The Electoral College was designed to prevent a handful of the most populous states from making the rest of the nation irrelevant in choosing the president. To be president, one would have to win the support of a substantial number of individual states.
The nation today is vastly changed. But the Electoral College still serves its purpose, and the election just concluded illustrates this.
Hillary Clinton’s entire margin of victory in the popular vote came from California. Nationally she received about 2.5 million more votes than Trump, or roughly 2 percent. All of that margin and then some came from California, where she bested Trump by 4.3 million votes.
California is by far the nation’s most populous state, and probably its most liberal. But its politics are not the nation’s politics.
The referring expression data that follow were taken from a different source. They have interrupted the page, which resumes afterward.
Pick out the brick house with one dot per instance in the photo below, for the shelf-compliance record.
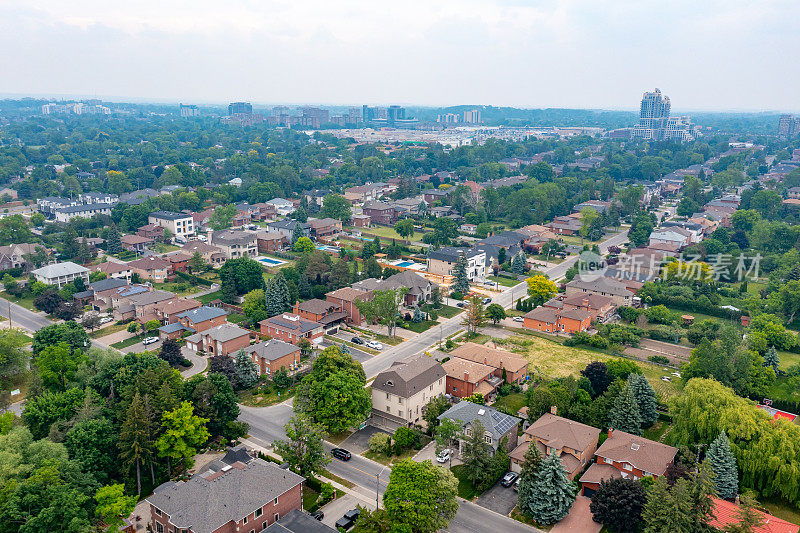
(516, 367)
(623, 455)
(496, 425)
(152, 268)
(272, 355)
(346, 298)
(291, 328)
(236, 493)
(465, 378)
(573, 442)
(550, 320)
(324, 312)
(225, 339)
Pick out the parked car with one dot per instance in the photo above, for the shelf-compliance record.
(509, 479)
(341, 454)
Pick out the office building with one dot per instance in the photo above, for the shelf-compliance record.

That is reflected in the fact that Trump won 30 states to Clinton’s 20. Trump’s wins by state closely track the 33 governorships and 32 state legislatures controlled by Republicans.
So which is the wiser course in a diverse nation such as ours: to award the presidency to someone who wins three states for every two carried by his opponent? Or to award the presidency to someone who lost the collective popular vote in 49 states but came out ahead because of a landslide in California?
The Founders chose the former precisely because they did not want a single large colony (and now state) to hold such sway over the rest of the nation. We think it was and is the correct solution.
We also think it unseemly that many Democrats and a number of news organizations seriously suggested the Electoral College electors could and should disenfranchise 63 million voters by selecting someone other than Trump.
The Electoral College is not some sort of political star chamber populated by the super-wise. Electors are ordinary citizens.
The only constitutional requirement for being an elector is that one not have partaken in insurrection or rebellion. And that’s exactly what we would have seen had the electors not done their duty.
We understand the disappointment of liberals over Trump’s election.
But we are surprised and taken aback by the selfishness and indifference to the rule of law they have put on display. Politically, this only deepens their grave.